Floorball And The Beautiful Magnus Effect

To spin a nice distance shot into the goal every floorball player needs the Magnus effect. A natural force few know about and even fewer understand. Let us explain.

In one of Unihoc’s latest MyMove videos Mika Kohonen bends a shot around a goal and hits a water bottle. No matter if you think this video is true or fake, it illustrates pretty well what this article is about. The Magnus effect.

It appears every time you give your shot a twist so the ball doesn’t fly straight but follows a curve. You can witness this force in other disciplines, too – just watch a baseball pitch or a technical free kick in football. But how does this Magnus effect (named after the German physicist Gustav Magnus in 1852) actually work?


According to humankinetics.com the rotating ball spins a boundary layer of air that clings to its surface while flying. „On one side of the ball the boundary layer of air collides with air passing by. The collision causes the air to decelerate, creating a high-pressure area.

On the opposing side, the boundary layer is moving in the same direction the air passes by. So there is no collision and the air collectively moves faster.
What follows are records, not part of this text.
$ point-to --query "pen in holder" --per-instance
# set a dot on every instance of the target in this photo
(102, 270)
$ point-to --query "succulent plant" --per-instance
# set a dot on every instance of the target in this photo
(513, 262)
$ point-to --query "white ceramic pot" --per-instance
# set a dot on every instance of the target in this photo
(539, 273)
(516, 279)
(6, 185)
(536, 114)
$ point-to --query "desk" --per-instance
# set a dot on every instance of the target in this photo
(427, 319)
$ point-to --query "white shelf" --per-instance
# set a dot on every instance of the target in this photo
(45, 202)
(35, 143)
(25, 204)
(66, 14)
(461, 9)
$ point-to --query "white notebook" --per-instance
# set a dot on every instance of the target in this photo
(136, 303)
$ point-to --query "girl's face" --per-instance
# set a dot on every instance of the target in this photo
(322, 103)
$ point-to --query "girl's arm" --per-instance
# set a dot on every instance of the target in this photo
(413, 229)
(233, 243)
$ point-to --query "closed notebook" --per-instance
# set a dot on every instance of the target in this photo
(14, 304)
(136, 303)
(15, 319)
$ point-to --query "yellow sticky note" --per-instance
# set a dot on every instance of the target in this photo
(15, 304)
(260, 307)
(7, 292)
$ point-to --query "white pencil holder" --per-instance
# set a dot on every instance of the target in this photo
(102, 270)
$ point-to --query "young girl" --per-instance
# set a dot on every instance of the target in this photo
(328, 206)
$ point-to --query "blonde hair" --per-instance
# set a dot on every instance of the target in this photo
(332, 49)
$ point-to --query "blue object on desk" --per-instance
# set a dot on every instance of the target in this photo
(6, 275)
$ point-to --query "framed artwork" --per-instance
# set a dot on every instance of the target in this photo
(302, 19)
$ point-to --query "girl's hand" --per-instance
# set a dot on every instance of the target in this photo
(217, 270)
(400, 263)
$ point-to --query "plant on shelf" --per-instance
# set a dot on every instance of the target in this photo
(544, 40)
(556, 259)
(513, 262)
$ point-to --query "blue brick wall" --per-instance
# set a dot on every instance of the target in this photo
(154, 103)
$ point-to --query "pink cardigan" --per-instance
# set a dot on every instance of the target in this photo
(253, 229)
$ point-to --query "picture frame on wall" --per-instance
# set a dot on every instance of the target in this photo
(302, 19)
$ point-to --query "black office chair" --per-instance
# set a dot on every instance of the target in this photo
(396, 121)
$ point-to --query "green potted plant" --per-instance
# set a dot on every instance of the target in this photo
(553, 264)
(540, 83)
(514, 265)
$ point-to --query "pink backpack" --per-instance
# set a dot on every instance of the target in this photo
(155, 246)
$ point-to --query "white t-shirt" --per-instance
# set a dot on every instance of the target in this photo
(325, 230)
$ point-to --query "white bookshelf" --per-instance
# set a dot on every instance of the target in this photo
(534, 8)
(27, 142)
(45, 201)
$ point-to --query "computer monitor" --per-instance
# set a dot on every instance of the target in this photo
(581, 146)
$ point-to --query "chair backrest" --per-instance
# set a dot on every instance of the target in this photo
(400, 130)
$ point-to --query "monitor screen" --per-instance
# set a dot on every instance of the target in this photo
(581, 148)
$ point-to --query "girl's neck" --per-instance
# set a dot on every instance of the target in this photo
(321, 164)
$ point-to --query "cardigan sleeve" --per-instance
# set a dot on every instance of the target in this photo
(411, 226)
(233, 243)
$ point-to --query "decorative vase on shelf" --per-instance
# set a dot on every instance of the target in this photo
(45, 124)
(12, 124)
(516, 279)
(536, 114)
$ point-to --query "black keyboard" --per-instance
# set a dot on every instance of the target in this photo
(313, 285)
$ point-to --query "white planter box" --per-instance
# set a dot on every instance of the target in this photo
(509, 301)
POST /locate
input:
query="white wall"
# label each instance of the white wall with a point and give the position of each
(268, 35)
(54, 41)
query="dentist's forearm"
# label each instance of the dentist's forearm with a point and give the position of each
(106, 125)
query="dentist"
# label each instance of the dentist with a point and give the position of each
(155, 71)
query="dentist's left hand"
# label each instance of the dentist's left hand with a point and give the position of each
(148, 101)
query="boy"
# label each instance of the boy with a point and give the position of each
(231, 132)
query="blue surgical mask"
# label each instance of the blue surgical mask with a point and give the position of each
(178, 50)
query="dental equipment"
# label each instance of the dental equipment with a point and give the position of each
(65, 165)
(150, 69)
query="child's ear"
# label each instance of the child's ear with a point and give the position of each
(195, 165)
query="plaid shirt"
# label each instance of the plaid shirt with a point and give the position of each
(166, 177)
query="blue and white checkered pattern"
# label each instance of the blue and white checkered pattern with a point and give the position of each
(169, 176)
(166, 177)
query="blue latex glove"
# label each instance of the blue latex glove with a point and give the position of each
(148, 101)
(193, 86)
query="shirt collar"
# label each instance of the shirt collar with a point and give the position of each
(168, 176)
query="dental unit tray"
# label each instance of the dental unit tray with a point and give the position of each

This sets up a low-pressure area. The pressure differential, high on one side and low on the other, creates a lift force that causes the ball to move in the direction of the pressure differential.“ This force we call the Magnus effect.


To sum it up, where the spinning ball drags air around it, it forms areas of low and high pressure, causing it to swerve away. Actually there is an interesting video showing the Magnus effect by dropping a basketball from a dam. Try it out at your next training (not the ball dropping from a dam).